Qui suis-je?  Quels sont mes réels dons et talents?  Comment puis-je le mieux contribuer à la grande oeuvre qu’est l’humanité?

Voilà de grandes questions existentielles que l’on se pose tous à un moment ou un autre de notre parcours sur Terre. Si la réponse semble claire pour certains dès l’adolescence (j’ai d’ailleurs longtemps envié mes amis qui savaient déjà au secondaire ce qu’ils voulaient faire comme métier plus tard), la majorité d’entre nous arrive à l’âge adulte en se demandant toujours qui ils sont et ce qu’ils feront « quand ils vont être grands », parce que nous avons été collectivement conditionnés à entrer dans un moule de compétition et de performance pour être aimés et reconnus. Mais il arrive un temps où on ne peut plus faire semblant d’être quelqu’un d’autre et notre vraie nature cherche à émerger à tout prix, même au prix de la maladie ou de la désillusion.

Personnellement, si j’avais été guidée dès mon plus jeune âge par des parents conscients (qui, par ailleurs, ont fait avec amour tout ce qu’ils ont pu selon les croyances de leur époque), j’aurais su à l’adolescence qui j’étais et comment je pouvais le mieux contribuer avec mes dons naturels. Mais j’étais une fille de médecin qui réussissait bien à l’école, ce qui traçait d’emblée pour moi, dans une société conditionnée à la réussite, le chemin vers mon avenir de brillante docteure! Et pourtant, tous ceux qui m’ont côtoyée à cette époque savaient que j’étais une communicatrice et que j’aimais plus que tout au monde animer une soirée, un événement, une rencontre… dès que j’avais un public!

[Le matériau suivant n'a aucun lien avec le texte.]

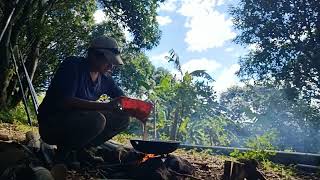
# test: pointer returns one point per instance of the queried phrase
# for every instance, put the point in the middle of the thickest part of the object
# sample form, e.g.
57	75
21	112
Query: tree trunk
6	72
31	65
9	38
173	134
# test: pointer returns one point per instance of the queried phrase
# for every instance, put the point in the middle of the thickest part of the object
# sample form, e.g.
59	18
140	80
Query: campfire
136	165
148	156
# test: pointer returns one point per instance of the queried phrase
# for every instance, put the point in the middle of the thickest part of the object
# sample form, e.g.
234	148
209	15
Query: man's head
104	54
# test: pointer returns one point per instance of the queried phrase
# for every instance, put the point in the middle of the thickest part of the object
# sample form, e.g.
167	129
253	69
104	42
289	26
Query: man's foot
67	157
87	156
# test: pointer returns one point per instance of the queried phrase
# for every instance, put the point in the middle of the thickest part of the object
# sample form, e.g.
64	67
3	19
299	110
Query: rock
4	137
59	172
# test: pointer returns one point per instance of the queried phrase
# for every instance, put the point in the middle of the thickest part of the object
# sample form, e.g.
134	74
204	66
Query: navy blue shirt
73	79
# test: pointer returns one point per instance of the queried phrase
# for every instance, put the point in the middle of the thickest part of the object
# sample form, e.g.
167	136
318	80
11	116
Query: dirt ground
207	166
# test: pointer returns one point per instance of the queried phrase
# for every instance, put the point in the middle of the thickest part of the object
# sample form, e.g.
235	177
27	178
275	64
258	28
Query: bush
259	146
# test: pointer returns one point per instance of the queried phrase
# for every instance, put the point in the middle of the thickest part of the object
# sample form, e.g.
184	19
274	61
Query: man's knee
118	121
97	122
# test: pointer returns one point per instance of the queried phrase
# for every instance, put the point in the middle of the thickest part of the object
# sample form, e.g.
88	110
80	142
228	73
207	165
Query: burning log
246	169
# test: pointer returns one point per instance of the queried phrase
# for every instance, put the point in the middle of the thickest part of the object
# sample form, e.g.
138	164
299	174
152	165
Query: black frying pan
155	147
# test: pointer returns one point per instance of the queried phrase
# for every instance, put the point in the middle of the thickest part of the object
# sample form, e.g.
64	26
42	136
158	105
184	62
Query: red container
136	108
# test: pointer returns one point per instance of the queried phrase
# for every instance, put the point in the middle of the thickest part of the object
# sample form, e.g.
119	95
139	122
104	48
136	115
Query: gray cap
109	47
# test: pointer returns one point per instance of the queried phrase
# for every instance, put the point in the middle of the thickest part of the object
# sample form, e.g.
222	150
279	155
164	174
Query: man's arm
81	104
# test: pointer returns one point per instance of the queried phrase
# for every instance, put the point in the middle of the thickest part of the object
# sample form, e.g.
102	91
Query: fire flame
148	156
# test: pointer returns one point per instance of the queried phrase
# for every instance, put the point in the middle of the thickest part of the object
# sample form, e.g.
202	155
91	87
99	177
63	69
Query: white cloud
227	79
159	60
207	28
209	65
168	5
164	20
99	16
254	47
230	49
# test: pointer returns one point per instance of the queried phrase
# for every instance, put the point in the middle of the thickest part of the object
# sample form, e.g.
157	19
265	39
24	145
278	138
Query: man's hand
114	105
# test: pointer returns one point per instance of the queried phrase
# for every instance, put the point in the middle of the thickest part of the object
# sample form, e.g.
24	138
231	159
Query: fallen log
241	170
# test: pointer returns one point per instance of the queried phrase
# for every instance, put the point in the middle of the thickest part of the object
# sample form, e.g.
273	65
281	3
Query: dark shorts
78	129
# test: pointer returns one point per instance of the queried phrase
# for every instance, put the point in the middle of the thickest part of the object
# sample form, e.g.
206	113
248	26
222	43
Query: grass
286	172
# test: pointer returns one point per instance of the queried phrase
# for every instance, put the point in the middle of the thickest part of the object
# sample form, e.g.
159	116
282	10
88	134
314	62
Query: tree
263	108
286	37
47	31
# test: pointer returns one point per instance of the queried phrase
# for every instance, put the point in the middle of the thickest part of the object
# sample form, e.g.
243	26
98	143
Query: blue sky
201	33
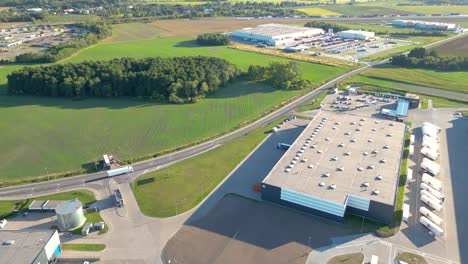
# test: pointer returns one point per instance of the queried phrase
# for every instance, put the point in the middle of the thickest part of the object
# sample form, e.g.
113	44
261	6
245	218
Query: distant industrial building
275	34
340	164
29	246
425	25
356	34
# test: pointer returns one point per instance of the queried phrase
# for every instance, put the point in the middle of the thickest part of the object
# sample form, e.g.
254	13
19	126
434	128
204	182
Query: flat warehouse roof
346	151
276	30
28	243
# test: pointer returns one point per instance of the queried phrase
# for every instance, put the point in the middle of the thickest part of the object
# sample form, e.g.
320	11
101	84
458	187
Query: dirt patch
239	230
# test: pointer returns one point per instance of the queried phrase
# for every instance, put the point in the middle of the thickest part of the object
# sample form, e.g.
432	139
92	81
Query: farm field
455	81
458	47
317	11
192	179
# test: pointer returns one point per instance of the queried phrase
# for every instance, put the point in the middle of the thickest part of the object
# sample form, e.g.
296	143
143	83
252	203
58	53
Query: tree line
421	58
95	32
177	80
174	80
213	39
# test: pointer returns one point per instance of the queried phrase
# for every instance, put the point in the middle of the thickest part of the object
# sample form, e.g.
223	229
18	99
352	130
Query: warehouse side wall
273	194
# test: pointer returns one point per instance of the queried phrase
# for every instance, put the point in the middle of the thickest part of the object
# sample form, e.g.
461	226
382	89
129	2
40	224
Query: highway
140	168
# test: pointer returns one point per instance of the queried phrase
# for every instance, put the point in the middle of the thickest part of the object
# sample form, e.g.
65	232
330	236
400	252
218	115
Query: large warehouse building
275	34
340	164
29	246
355	34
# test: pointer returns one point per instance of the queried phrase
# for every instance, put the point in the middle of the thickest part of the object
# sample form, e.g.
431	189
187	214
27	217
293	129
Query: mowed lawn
455	81
53	135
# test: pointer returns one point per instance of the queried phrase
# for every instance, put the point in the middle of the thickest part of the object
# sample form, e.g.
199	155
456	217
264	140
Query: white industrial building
340	164
29	246
275	34
355	34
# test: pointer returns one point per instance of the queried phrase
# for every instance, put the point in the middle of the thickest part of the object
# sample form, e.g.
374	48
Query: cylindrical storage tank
431	216
434	204
70	215
431	181
432	226
432	191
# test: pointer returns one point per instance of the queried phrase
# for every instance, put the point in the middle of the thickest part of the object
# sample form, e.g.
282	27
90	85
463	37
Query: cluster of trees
421	58
281	75
213	39
177	80
325	26
95	32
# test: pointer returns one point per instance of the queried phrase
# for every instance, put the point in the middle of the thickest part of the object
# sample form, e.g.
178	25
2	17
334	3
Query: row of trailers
430	187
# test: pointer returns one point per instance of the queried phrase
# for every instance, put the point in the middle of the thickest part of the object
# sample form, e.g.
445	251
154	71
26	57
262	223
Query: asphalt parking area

Comme je vous l’ai déjà raconté, j’ai bien tenté de suivre les traces de mon père, mais mon corps m’a montré un autre chemin. J’ai fait un cours collégial en sciences pures et j’ai été admise à l’Université Laval en science santé, un baccalauréat qui allait me permettre d’entrer en médecine par la suite. En 3ème année d’université, je suis entrée dans un hôpital et je me suis effondrée. J’ai pleuré toutes les larmes de mon corps, parce que je venais de réaliser que je ne pourrais jamais être médecin. Je suis beaucoup trop sensible, je n’aurais jamais supporter cette concentration élevée de souffrance humaine au pied carré sans me faire pousser tous les bobos de la planète par sympathie!

Cette prise de conscience m’a projetée dans une phase de déprime instantanée, parce que je n’avais aucun plan B. J’avais totalement idéalisé la profession médicale et je ne pouvais imaginé faire autre chose de ma vie que de soigner les gens. En désespoir de cause, je me suis acheté un billet d’avion ouvert pour Paris et je suis allée visiter une amie de la famille qui était directrice des infos à France 2. Pendant 3 jours, j’ai suivi une journaliste et j’ai eu un coup de foudre pour ce métier qui carbure à l’adrénaline. En revenant au Québec, je me suis inscrite à un cours hors faculté en journalisme international en évaluant que j’avais 2 talents : une facilité naturelle à écrire et à m’exprimer en public. Il n’en fallait pas plus pour que j’achète mon premier journal à l’âge de 23 ans (!) et que je devienne journaliste 2 ans plus tard, après avoir gagné un prix de journalisme de la relève.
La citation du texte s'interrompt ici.